For Indian Railways safety is not necessarily a systemic issue but something it attends to only on a case-by-case basis. If accidents were not to happen, the thought of safety would not arise, says Mahesh Vijapurkar
Adhir Ranjan Chowdhury, minister of state for railways, has disputed the number of pilgrims dead in the mind-numbing accident at Bihar’s Dhamara Ghat station on Monday; he has held the state government responsible for not alerting it to the size of pilgrims who may travel that day; and has announced that new platforms and foot over-bridges would be built and a better public address system put in place.
This is so utterly a jaw-dropper. It is easy to make mincemeat of his utterances because he also added that with the Centre-provided funds under the Prime Minister’s Grameen Sadak Yojana, Bihar could have built a road network instead of “where the railways is the only mode of transport”. In short, according to him, the Indian Railways was not culpable in the tragedy at all.
Here’s a rebuttal. One, it is not the number of dead that is the matter. Even if only one person were to die, it should be a matter of serious concern when that “only mode” is State-owned. A higher toll does not necessarily add to the gravity of poor management except that they add to the worsening statistics.
Two, being the “only mode” of transport, the transporter who is increasingly pretending to be a commercially-run corporate entity ought to know the demands on the system, especially since these are festivities on the calendar. These are not one-off events which can surprise the railways.
Three, whether the Bihar administration, held as a model of good governance, builds the roads or not is not the railway’s concern, unless, of course, unable to cope with the press of passengers, the ministry, of which he is the second nodal point after the full-fledged minister, had discussed this specific issue.
Four, the railways, in business for 160 years almost to the day when the accident took place, cannot now suddenly spring up with the clarity that the place needed new platforms, foot over-bridges and a better public address system. His ministry even tried to pass it off as an ‘incident’, which meant the victims needn’t be compensated; only if it was an accident, there is a liability.
Even to a lay ear, these utterances, stupid as they are, reveal how the transporter was passing the buck and shirking its responsibility. The points made by Chowdhury actually tantamount to an admission that the system over which he is a key leader has been lax in the very specific areas he touched upon.
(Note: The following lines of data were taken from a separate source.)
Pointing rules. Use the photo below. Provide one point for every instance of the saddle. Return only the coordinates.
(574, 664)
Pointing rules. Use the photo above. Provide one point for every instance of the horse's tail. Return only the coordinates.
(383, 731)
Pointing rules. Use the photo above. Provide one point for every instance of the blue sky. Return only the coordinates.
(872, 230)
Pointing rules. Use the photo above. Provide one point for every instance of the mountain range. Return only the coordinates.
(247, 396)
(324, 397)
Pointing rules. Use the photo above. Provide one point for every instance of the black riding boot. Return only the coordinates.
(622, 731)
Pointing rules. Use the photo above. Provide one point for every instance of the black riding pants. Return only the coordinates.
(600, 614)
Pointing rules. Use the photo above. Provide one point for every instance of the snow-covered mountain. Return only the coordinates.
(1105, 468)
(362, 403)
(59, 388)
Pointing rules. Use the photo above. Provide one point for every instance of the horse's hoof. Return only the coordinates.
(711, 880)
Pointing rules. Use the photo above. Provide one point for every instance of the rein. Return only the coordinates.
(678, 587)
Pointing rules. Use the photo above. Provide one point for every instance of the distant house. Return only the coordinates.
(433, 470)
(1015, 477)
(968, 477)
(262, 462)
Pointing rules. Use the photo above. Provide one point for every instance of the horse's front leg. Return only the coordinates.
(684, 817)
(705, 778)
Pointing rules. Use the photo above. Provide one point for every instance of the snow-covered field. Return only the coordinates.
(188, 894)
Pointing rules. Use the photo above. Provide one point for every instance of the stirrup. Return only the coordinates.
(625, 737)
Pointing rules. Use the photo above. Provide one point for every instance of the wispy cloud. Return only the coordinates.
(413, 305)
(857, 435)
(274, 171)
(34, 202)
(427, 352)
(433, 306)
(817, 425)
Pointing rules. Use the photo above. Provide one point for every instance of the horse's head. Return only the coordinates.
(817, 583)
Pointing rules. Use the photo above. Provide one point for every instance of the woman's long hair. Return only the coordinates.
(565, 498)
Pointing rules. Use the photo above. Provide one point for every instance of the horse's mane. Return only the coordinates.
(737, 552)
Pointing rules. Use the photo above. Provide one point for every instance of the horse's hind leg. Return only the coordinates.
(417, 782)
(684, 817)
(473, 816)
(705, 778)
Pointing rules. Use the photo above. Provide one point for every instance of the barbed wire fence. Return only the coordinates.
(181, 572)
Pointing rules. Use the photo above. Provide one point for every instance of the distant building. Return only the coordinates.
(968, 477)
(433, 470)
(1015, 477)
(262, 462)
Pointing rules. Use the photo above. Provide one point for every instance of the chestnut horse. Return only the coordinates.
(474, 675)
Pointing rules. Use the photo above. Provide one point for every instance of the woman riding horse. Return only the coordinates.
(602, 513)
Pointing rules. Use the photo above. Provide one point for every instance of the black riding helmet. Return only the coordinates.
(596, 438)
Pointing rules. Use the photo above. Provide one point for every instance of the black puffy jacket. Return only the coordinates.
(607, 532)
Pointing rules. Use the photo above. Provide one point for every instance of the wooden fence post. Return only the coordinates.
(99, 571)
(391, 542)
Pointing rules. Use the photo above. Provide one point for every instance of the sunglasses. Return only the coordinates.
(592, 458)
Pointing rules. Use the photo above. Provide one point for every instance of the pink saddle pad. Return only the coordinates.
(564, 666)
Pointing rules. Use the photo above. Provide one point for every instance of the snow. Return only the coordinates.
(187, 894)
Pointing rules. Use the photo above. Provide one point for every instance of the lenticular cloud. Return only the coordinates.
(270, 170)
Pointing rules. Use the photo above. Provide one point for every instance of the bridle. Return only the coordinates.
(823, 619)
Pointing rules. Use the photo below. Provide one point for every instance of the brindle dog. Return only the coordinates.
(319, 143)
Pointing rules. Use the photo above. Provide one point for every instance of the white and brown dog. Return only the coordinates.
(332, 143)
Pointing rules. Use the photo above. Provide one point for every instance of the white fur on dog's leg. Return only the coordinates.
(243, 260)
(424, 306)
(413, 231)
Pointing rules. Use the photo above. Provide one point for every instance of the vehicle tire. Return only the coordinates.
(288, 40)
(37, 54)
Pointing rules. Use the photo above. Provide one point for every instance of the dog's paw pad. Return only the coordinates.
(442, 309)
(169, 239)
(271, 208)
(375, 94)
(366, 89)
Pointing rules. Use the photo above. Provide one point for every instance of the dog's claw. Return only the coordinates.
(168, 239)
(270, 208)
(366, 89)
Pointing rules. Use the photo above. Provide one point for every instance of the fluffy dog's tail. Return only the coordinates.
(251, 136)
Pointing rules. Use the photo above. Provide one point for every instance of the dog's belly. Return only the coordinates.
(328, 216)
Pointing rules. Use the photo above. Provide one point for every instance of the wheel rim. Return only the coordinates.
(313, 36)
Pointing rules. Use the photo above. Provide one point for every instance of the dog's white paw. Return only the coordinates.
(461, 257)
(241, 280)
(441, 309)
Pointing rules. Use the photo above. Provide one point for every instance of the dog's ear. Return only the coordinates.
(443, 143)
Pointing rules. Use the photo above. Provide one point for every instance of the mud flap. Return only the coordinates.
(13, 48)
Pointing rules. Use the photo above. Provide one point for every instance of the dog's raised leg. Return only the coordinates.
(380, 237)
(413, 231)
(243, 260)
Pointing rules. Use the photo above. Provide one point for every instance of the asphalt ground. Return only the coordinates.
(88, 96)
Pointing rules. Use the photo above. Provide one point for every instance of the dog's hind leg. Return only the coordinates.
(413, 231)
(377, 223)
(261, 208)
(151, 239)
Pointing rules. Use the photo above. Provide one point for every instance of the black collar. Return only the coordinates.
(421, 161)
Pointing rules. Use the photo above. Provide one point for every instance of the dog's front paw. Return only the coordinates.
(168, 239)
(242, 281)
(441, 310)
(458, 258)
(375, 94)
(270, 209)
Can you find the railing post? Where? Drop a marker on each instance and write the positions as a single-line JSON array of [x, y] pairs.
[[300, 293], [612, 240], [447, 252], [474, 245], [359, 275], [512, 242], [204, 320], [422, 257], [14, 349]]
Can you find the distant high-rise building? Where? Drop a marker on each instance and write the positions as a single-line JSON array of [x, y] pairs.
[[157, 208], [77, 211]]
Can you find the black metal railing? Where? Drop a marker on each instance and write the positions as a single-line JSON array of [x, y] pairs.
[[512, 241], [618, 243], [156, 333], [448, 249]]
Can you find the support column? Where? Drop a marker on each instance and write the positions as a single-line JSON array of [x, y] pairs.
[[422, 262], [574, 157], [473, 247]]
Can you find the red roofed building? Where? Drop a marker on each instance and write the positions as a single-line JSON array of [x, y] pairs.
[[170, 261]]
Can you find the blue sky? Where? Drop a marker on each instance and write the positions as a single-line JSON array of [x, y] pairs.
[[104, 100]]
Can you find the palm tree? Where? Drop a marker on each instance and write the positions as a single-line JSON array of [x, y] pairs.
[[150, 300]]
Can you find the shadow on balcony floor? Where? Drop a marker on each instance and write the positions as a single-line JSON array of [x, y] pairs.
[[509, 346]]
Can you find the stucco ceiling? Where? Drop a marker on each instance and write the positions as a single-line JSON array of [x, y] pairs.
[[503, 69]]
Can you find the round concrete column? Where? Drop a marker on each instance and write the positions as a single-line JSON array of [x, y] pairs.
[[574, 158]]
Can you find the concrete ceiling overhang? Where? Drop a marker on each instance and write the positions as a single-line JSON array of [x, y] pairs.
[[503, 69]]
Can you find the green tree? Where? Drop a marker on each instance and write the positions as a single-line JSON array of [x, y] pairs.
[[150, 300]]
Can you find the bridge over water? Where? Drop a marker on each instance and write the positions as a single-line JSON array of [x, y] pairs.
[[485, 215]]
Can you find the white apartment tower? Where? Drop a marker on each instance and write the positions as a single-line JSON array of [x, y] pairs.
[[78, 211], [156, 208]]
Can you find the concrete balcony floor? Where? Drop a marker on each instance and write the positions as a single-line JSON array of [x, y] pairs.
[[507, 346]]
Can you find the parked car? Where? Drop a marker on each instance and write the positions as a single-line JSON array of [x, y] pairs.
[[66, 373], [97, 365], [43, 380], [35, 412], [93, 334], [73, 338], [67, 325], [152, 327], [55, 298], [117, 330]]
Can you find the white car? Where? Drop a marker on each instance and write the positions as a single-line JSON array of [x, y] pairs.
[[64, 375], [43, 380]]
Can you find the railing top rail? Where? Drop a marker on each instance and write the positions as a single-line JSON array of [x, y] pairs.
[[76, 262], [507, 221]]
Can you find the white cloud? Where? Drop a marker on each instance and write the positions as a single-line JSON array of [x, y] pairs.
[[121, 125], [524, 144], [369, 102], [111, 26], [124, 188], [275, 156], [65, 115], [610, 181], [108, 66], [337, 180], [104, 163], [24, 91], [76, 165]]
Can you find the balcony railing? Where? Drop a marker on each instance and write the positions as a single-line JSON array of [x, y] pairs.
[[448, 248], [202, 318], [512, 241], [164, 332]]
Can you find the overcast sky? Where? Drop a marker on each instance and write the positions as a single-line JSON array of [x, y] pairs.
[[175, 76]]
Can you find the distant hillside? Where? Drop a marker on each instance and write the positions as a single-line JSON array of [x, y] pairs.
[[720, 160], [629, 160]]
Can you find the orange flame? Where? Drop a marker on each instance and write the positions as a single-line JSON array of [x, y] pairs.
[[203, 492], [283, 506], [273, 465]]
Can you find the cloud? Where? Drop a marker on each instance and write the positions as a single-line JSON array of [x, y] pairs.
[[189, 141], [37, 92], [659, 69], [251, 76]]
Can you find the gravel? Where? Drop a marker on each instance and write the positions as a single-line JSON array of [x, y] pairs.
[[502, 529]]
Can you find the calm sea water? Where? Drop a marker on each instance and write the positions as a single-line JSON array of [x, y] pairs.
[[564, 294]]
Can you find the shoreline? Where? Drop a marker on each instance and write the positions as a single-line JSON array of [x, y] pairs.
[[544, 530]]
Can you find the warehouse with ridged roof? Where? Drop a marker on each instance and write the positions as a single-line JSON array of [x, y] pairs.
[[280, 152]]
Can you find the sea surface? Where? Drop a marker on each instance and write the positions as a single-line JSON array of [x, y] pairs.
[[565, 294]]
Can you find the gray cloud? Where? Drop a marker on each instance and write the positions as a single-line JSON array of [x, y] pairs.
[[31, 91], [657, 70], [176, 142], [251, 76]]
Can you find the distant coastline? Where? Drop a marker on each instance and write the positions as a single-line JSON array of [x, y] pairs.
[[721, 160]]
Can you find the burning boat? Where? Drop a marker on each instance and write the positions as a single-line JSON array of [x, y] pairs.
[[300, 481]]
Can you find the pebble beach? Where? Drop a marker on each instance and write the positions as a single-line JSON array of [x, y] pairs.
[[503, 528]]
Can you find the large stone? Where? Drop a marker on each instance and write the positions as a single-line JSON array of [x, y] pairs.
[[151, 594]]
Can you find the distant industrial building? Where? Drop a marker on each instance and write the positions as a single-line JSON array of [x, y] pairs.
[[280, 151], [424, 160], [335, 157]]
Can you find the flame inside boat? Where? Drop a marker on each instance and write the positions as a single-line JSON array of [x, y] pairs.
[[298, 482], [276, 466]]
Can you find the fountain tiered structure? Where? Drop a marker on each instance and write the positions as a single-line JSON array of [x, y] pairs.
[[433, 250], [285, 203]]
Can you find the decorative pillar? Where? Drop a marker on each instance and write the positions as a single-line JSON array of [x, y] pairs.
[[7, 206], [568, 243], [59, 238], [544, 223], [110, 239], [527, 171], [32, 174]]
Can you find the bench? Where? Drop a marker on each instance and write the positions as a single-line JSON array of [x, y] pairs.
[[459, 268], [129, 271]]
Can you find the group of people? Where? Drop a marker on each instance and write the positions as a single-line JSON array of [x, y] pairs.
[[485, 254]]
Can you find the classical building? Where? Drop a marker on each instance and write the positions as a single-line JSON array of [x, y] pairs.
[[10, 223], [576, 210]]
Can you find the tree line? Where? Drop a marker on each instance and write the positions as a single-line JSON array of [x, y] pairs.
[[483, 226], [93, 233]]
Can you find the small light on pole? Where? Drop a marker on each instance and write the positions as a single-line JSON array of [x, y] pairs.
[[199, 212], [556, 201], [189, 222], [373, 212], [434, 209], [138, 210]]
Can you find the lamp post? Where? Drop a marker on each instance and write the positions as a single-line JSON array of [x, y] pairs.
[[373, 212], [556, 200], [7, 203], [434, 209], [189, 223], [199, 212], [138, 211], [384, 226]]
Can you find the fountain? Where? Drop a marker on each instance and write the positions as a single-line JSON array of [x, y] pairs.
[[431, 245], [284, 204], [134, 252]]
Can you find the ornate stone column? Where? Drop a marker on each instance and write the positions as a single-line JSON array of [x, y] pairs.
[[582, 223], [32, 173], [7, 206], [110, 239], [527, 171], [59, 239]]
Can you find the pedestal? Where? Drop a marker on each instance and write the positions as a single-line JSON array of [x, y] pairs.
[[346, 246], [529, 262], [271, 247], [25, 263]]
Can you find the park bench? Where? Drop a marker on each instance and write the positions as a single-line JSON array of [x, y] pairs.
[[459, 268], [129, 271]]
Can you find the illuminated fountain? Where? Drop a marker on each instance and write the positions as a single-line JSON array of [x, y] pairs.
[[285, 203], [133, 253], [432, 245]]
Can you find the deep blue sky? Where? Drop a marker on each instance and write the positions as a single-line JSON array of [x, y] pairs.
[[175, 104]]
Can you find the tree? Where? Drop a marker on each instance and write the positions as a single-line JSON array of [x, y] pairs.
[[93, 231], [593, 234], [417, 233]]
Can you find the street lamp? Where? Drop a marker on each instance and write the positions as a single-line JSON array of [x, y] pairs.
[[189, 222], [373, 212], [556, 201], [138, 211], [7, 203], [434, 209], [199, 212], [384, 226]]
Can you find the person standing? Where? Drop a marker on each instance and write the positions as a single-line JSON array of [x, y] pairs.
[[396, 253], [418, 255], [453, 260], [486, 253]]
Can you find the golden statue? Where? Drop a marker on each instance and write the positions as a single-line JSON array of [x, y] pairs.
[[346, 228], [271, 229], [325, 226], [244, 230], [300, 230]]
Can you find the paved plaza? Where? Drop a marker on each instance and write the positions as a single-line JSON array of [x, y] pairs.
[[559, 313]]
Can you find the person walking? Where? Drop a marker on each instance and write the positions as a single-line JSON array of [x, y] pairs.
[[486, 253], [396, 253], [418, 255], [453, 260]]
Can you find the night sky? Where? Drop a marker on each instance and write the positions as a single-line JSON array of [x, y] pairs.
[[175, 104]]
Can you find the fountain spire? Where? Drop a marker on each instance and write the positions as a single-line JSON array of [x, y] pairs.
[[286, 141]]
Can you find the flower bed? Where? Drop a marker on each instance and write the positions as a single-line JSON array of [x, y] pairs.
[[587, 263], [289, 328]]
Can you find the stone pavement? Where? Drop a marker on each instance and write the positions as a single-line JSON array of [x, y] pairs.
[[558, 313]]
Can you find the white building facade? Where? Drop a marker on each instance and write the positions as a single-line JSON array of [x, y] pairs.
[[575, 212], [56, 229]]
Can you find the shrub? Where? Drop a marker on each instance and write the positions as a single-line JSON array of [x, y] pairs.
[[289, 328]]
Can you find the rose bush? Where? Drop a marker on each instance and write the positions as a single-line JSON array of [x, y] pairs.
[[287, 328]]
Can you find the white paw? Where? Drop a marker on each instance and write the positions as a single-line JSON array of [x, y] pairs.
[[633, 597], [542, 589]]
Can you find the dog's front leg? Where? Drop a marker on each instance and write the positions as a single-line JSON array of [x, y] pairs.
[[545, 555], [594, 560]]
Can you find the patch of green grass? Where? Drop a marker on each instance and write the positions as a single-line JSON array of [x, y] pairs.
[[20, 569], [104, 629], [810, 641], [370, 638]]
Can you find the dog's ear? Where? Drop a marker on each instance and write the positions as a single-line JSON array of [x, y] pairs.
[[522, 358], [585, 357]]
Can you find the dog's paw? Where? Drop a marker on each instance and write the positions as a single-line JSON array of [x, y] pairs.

To Indian Railways, safety is not necessarily a systemic issue but something it attends to on a case-by-case basis. If accidents were not to happen -- and I concede this is a macabre thought -- the thought of safety would not arise. Otherwise, it would be happy to plod along with its unsafe bridges, unmanned railway crossings, poorly maintained coaches et al as if all was well.
To a network which criss-crosses the country, even such simple matters as eliminating the death traps called unmanned level crossings is a slow work in progress. Recently, it was reported that the country has 12,582 of them (amounting 40 per cent of all crossings), and eliminating 10,797 of them by 2017 was an ‘ambitious’ target.
To add to this, we have the railway minister, Mallikarjun Kharge, saying that if the state governments shared the costs, by chipping in with 50 per cent of the estimates, his organisation would even build bridges. It is as if once the railways gets the right of way to plough through a region, everything else, including safety, becomes someone else’s responsibility.
Indian Railways, apart from doling out top posts allegedly for phenomenal bribes, has a bigger responsibility to the nation, of running a safe system. Had it been a private operator, would the government have been so lax about the standards of operations? Simply because it is government-owned means it can get away with anything?
But then, when clean toilets are not a priority, smelly blankets and sheets given to passengers travelling with valid reservations are not a concern, and when railway stations can stink of human excreta and urine, and the disabled cannot access coaches easily, much less the platforms beyond the first, safety seems such a tall order.
Apart from financial implications, it is a mindset issue.
That’s why one cannot buy Chowdhury’s and Kharge’s absurd views.